I got to know a lot of cool people from Madison and also a lot of really great people from the organization. This week was awesome/blessed because it helped me see both that I'm going to be good at this job--both from the software side and the interpersonal side--and that I'm going to like it. There are elements both of teaching and managing that really appeal to me, I'm exited to earn expertise that is specific and concrete (after the flip-floppiness of English) and really useful, and the system is big enough and complex enough and variable enough that I don't anticipate getting complacent. It wasn't maybe a remarkable week, but it was challenging in good ways and affirming.

Nov. 3rd
I'm grateful for Mormons. I was driving aimlessly around the other night looking for dinner (I found a Greek place I went to two nights in a row. Most things I want from life can be found in a styrofoam box with a decent gyro and a good greek salad.) when I saw a golden angel Moroni in the distance.

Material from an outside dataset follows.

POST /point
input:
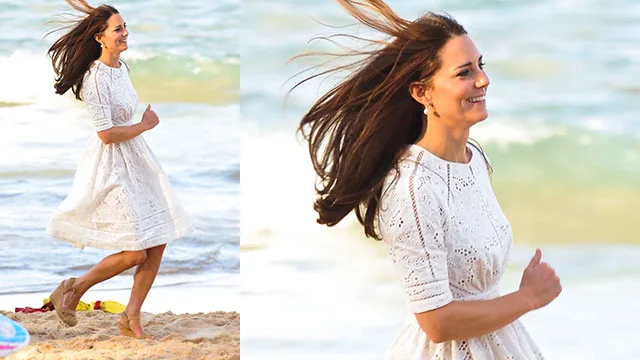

I had no idea there was a temple in central Washington, much less 5 minutes from my hotel. I got to visit last night and it felt in so many ways like coming home. Which I pretend a little to myself like I don't need, which is a crock--smiling faces and mormon haircuts and hand-holding couples and all of those cultural nuances I've become so attuned too, good at reading, and which I feel so impotent without.
And the session/aftermath was really really great too. Something I needed w/out even knowing it.

Nov. 4th
I'm grateful for my house. I didn't know how homesick I would be, but it was *marvelous* coming home. We live in a cozy little attic apartment. It was good to see our downstairs neighbors, good to see James' car, good to see my name on the mail waiting for me, good to see our piles of shoes and our unhung pictures and our funny temporary couch and the office that (see entry for Nov. 1st) James put hours into organizing while I was gone--it's a room again! I do love my house.

Nov. 5th
I'm grateful for my family. I got to talk to Anne this week and Connie and I really love and miss my family. It's like the Mormon homesickness, but moreso: belonging and understanding and shared heritage. I had this vision (and I'm trying to remember what sparked this...) of Rachel with short grey hair (I think I was wondering what shade of grey I'd go and if at some point I'd stop dyeing it and just let it be grey)--Rachel older but still herself which reminded me of a post she wrote once about spending waning years in close proximity to theoretically widowed sisters which filled me with a sense of belonging and continuity and comfort about the way our/my life(lives) are changing.